Hacker News new | ask | show | jobs
by 201984 33 days ago
Why wouldn't 8 be enough? Surely 18,446,744,070,000,001,024 characters is enough for every writing system in the world.
1 comments

Because that's not how Unicode works. It's not simply a table mapping numbers to all possible symbols. Unicode is full of special codepoints that have no meaning on their own, they serve as modifiers to other symbols and a single visible symbol can be formed by an arbitrary (in theory) long combimation of such codepoints. It doesn't matter how you encode it, it simply doesn't work as "codepoint -> symbol" and indexing in a unicode string is never O(1) and cannot be made O(1). Could we use a simple table approach? Maybe.
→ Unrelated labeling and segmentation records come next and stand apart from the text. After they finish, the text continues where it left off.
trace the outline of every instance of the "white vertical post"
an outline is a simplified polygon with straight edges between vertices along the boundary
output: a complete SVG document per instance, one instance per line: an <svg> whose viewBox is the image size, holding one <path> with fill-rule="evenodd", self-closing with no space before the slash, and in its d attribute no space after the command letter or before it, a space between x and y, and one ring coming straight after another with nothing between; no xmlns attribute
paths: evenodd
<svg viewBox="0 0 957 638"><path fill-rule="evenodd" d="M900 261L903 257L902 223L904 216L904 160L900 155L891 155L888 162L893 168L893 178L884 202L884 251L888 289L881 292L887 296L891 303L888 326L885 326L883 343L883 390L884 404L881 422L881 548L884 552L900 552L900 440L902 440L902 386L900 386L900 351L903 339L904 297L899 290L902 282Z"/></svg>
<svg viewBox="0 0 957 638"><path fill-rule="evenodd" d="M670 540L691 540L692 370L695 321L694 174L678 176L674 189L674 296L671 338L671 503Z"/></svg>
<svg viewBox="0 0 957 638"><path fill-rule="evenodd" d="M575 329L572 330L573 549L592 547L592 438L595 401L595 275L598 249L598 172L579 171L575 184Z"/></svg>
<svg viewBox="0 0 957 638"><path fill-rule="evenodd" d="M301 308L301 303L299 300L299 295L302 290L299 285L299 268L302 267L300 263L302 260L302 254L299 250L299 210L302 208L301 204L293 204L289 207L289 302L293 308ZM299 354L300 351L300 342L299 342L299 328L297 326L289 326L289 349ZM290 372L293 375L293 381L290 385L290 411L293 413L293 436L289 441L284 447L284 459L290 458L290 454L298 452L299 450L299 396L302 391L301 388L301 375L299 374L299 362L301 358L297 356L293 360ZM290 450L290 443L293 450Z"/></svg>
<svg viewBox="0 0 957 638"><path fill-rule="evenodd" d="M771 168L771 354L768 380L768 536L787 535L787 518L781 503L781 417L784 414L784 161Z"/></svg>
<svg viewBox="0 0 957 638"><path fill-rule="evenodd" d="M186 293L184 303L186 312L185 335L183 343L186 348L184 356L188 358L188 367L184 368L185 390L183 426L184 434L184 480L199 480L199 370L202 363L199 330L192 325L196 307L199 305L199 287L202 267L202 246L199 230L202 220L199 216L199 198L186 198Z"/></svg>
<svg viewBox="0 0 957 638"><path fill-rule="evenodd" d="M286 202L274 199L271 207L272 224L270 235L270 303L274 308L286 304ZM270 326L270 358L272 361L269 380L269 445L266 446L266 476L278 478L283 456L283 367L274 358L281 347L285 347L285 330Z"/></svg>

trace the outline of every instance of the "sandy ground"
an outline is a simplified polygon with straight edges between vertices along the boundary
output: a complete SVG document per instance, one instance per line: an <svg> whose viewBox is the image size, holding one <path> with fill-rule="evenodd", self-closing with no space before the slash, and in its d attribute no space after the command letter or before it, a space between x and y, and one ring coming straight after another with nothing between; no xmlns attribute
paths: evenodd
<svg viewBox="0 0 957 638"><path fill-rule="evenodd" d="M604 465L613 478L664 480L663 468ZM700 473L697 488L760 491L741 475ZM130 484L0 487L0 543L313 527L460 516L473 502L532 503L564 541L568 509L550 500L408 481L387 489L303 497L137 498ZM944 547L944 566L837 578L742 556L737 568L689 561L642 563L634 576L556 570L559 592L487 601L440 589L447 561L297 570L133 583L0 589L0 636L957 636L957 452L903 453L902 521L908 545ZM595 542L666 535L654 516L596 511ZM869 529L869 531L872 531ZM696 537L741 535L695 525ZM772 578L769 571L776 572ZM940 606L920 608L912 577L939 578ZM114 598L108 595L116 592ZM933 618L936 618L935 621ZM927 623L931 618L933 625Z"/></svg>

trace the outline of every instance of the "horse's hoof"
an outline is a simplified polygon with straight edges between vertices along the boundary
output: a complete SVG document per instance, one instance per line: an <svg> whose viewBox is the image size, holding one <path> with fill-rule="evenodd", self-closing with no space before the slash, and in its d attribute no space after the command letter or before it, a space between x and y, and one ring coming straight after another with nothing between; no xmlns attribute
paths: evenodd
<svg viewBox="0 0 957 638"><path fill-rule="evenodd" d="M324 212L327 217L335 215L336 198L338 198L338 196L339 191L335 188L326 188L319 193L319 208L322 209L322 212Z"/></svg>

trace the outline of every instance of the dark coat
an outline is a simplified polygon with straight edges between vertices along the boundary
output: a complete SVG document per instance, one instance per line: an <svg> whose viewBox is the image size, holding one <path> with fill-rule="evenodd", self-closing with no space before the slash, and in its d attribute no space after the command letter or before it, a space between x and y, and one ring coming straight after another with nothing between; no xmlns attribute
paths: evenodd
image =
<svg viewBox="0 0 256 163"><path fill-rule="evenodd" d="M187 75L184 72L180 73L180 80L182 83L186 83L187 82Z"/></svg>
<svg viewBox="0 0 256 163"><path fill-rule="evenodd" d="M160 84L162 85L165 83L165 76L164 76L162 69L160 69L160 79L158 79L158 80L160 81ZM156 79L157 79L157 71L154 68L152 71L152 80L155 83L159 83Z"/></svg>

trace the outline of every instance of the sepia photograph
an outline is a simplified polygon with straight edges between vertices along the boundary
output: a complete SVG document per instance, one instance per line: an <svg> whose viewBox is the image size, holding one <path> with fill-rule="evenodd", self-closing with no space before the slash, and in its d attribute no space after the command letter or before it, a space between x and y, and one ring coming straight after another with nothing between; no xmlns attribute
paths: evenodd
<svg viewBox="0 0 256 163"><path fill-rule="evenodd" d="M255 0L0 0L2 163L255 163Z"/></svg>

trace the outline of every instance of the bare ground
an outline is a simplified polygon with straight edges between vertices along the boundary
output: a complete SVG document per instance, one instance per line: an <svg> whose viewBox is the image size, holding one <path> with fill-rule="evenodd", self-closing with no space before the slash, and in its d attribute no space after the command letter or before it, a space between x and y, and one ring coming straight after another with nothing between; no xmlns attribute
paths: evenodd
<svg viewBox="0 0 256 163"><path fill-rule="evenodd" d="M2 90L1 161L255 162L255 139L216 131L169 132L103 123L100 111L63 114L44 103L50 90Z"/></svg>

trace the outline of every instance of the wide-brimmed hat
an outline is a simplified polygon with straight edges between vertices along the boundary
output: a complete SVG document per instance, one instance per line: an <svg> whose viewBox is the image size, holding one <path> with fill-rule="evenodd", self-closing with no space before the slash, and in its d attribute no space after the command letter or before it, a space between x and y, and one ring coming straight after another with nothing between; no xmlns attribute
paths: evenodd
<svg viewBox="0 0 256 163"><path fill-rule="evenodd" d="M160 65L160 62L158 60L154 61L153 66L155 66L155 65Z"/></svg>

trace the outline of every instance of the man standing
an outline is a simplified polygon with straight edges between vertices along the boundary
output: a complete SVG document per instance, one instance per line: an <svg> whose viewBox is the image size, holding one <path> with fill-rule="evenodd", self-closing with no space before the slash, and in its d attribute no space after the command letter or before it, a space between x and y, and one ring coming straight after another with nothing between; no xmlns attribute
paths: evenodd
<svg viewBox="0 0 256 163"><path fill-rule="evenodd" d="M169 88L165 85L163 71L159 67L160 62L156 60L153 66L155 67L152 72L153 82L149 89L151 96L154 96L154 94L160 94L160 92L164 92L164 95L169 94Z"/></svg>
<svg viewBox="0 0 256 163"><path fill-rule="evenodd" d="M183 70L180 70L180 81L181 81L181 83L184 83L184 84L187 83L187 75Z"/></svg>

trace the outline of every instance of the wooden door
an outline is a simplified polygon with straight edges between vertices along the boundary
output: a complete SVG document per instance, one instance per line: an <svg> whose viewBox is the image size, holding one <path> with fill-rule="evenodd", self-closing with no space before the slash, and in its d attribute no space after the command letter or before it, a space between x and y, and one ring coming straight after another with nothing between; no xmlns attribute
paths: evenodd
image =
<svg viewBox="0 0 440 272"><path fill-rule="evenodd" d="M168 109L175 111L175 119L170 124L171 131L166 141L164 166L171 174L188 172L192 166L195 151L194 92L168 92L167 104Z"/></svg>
But it wouldn't be Unicode
I actually wonder if the combinatoral explosion of attempting to enumerate every possible character combination would exceed 2^64 bits. My intuition is that it might, and also such a system would be unworkably unwieldy. The size of the spec document would also suffer from the combinatoral explosion. Imagine a system that tries to encode a unique entry for every possible Zalgo character.

Also, literally nobody wants to use 64 bit values to encode ASCII values. Even in our world of insanely large storage that would be breathtakingly wasteful.

Agreed, but it will take many generations for people to see characters in textual strings mainly as “code” instead of “data”.